Random forest is the most prefered and mostly used algorithm in data science projects for best results. It is an ensemble of decision trees that builds and combines multiple decision trees to gives a more accurate prediction. Each decision tree model is weak when epmloyed on its own, but it becomes stable when put together.
It is random because it operates by choosing predictors randomly at the time of training the model.
It is called a forest because it takes the output of multiple decision trees to make a decision.
After loading my data unto Rstudio, my next step will be spliting data.
library(caTools)
set.seed(123)
split <- sample.split(hr, SplitRatio = 0.75)
#split
training_set = subset(hr, split == TRUE)
test_set = subset(hr, split == FALSE)
# install.packages('randomForest')
library(randomForest)
classifier <- randomForest(x = training_set[-7],
y = training_set$left,
ntree = 500)
#bestmtry<-tuneRF(training_set,training_set$left,stepFactor = 1.2,improve = 0.01,trace = T,plot = T)

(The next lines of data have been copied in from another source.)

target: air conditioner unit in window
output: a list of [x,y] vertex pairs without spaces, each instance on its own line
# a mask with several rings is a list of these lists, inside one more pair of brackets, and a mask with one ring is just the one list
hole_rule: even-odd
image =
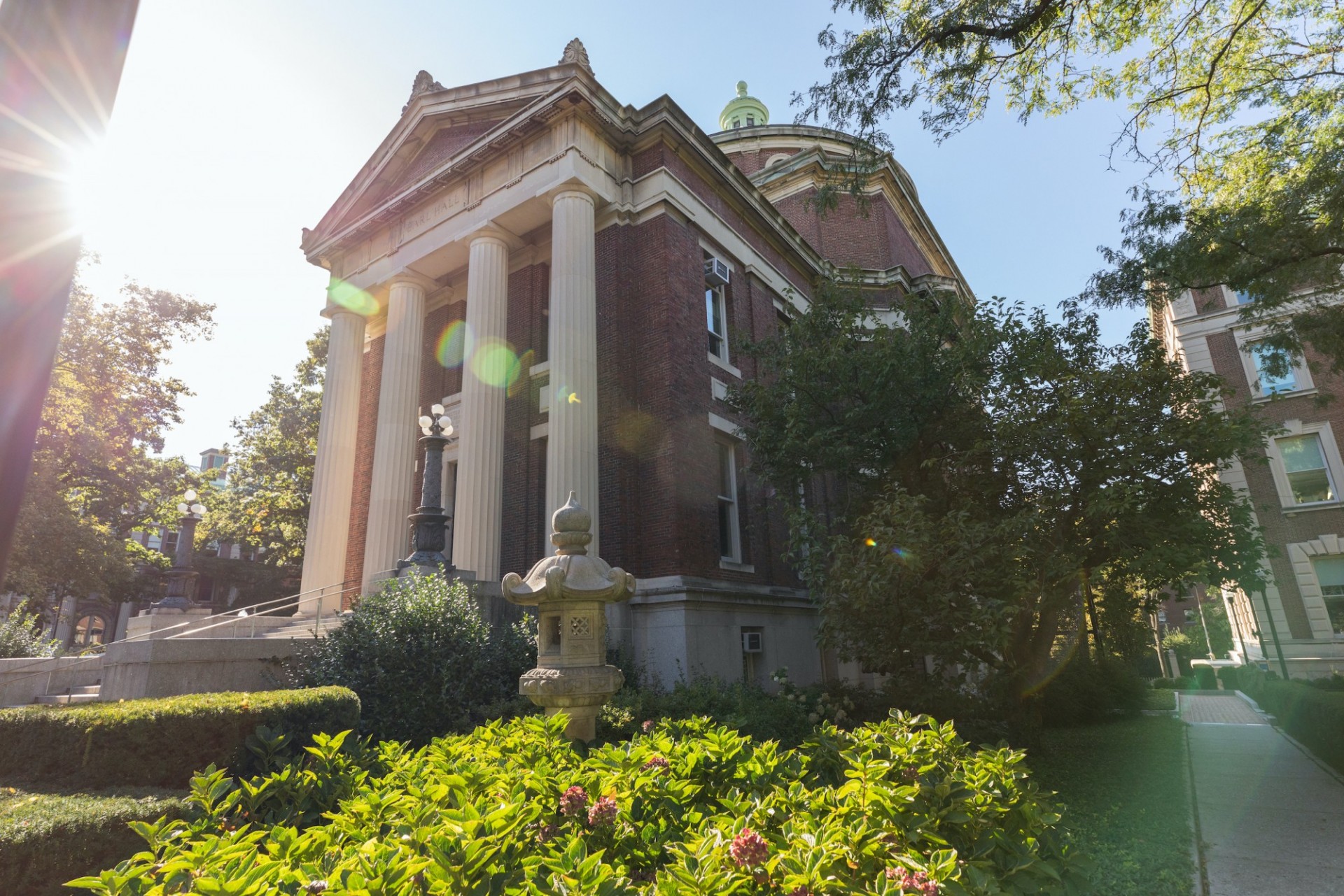
[[704,259],[704,281],[710,286],[727,286],[728,275],[732,271],[728,270],[728,263],[719,261],[718,258]]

I am running my classifier using a random forest function, the ntree is an arbitrary number of trees to help me determine later if my model still needs optimization or has stabilized.

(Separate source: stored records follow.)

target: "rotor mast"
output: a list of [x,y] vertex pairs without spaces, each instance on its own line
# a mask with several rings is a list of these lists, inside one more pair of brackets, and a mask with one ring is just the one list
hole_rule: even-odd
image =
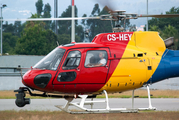
[[[75,17],[75,1],[72,0],[71,4],[72,4],[71,14],[72,14],[72,18],[74,18]],[[71,20],[71,42],[75,42],[75,20],[74,19]]]

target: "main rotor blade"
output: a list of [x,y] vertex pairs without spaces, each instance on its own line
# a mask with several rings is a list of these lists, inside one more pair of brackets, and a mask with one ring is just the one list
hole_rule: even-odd
[[29,18],[29,19],[0,19],[3,21],[49,21],[49,20],[81,20],[81,19],[100,19],[99,16],[96,17],[78,17],[78,18]]
[[165,14],[165,15],[138,15],[137,17],[170,18],[170,17],[179,17],[179,14]]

y_pred = predict(classifier, newdata = test_set[-7])
#y_pred
cm <- table(test_set$left,y_pred)
misClassError<-mean(test_set$left!=y_pred)
#print(paste('Accuracy=',1-misClassError))
library(caret)
confusionMatrix(cm)
## Confusion Matrix and Statistics
##
## y_pred
## 0 1
## 0 3424 5
## 1 28 1043
##
## Accuracy : 0.9927
## 95% CI : (0.9897, 0.9949)
## No Information Rate : 0.7671
## P-Value [Acc > NIR] : < 2.2e-16
##
## Kappa : 0.9796
##
## Mcnemar's Test P-Value : 0.0001283
##
## Sensitivity : 0.9919
## Specificity : 0.9952
## Pos Pred Value : 0.9985
## Neg Pred Value : 0.9739
## Prevalence : 0.7671
## Detection Rate : 0.7609
## Detection Prevalence : 0.7620
## Balanced Accuracy : 0.9936
##
## 'Positive' Class : 0
##
The information I gather from the confusion matrix is; a high degree of accuracy and a general high score in sensitivity and specificity, which is indeed a good model. Doing a quick comparison with decision tree model you realise that there is an improvement with this Random Forest model.
plot(classifier)
The above plot on the classifier illustrate the number of trees that best optimise the model. By growing the trees more and more you understand from the figure if my error decreases or not. If it were still decreasing I would probably go and change, ntree, from my classifier to accomadate this calculation. It is not decreasing further infact it decreased until at some point in 30 trees and there was no improvements by growing more trees.
importance(classifier)
## MeanDecreaseGini
## satisfaction_level 1311.316790
## last_evaluation 450.771887
## number_project 639.670532
## average_montly_hours 562.505808
## time_spend_company 699.796376
## Work_accident 21.226730
## promotion_last_5years 3.825953
## department 66.347186
## salary 30.727622
varImpPlot(classifier)
The best thing about Random Forest, it has an inbuilt variable importance function, varImpPlot. In earlier models we used to check on p-value but in Random Forest, it is a diagnostic tool to explain the WHY in a problem statement. The most important variable in the analysis is displayed in the plot sequentially to illustrate the significance of each individual attribute.
By looking at the plot you understand why this happened. For instance, why is the organization experiencing staff turnover; you realise that the satisfaction level in this organisation plays a major role with this churn problem. Time spent, number of projects, and average monthly hours put in by the employees comes below respectively. Salary comes a distant 7th in the list.